Last year, $2,400 from the Halloween event was donated to Family Support Council and the Future Farmers of America chapter at Douglas High School.

This year, the committee selected DARE.

Douglas County Sheriff’s Deputy Jennie Hill, who teaches DARE and GREAT classes and oversees the program in Douglas County, said she was thankful for the donation.

The program’s funding comes from the Douglas County Education Foundation and from donations, which helps pay for the free items she gives each student, such as pencils, stickers and a T-shirt for each graduate. The biggest expense of the program goes for workbooks students use in the class, Hill said.

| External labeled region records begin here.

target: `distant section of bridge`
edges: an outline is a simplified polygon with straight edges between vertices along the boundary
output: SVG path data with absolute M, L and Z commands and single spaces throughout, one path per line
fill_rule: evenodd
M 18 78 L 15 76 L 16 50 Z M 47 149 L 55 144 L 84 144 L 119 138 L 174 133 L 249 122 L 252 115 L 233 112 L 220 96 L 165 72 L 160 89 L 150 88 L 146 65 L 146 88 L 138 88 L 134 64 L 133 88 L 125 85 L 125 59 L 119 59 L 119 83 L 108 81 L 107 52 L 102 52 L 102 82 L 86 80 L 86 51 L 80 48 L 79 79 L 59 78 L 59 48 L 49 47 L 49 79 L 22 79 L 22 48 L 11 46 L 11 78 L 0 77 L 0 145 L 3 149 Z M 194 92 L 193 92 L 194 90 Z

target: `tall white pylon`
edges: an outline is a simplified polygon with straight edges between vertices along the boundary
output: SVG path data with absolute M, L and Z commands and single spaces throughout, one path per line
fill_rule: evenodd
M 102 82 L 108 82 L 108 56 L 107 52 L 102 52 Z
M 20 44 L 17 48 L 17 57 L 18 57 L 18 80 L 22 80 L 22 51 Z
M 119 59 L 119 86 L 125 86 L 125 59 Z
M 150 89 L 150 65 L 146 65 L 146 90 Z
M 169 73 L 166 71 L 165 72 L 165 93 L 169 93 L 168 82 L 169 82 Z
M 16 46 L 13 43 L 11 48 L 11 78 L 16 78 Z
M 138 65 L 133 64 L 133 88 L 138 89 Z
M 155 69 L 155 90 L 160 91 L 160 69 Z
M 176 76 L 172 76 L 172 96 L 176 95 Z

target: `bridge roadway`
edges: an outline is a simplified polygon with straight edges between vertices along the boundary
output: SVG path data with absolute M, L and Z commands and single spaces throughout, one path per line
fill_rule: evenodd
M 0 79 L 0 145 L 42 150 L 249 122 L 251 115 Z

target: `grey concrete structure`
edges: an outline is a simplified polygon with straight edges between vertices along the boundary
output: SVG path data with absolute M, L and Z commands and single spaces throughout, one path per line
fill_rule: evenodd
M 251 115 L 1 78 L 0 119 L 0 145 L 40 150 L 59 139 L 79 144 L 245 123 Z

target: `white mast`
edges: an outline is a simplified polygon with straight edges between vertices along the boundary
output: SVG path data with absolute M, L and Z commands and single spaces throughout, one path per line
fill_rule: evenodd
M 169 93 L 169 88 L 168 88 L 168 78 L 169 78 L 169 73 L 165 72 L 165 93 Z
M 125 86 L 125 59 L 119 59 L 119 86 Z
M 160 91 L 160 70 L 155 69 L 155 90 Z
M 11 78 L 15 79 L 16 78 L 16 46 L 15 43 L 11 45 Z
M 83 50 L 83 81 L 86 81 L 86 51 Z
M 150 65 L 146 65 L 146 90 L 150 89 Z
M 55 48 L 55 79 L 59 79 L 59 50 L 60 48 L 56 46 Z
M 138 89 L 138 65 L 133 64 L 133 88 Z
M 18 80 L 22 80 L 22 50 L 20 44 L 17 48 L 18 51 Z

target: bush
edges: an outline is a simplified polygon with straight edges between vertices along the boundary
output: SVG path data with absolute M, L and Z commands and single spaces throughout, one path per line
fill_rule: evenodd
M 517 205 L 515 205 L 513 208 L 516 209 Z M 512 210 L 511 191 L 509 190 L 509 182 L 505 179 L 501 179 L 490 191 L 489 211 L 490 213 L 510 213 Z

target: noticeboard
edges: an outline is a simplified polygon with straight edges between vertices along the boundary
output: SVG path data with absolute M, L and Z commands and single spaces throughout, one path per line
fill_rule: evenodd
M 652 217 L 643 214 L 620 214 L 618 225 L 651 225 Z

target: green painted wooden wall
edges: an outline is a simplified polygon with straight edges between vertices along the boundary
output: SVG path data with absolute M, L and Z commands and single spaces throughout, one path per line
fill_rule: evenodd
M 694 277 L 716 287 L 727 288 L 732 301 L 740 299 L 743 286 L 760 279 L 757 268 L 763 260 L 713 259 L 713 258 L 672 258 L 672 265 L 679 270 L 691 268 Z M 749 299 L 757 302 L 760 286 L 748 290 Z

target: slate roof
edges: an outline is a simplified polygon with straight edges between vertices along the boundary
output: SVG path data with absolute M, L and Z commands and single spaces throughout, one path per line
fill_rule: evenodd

Drug Abuse Resistance Education is a 17-lesson program taught to 5th graders about how to avoid bad choices. She said the lessons go beyond just saying no, teaching kids how to get out of a peer pressure situation.

“We talk about what a positive thing it is to have a hobby because that builds self-esteem and they will be able to stand up to someone and say, ‘I’m not interested,'” Hill said.

Gang Resistance Education and Training is a seven-week program taught to 7th graders.

“Now they are a couple of years older, and we talk about responsibility and goal setting and getting along with other people,” Hill said.

She said a lot of the children just aren’t getting the message at home.

“They need (DARE and GREAT) because of peer pressure. We focus on positive activities and positive friendships. We discuss the most common drugs and what they can do to you,” Hill said. “They’re like little sponges – the way the look at you, and the interaction we have – you can tell they are learning.”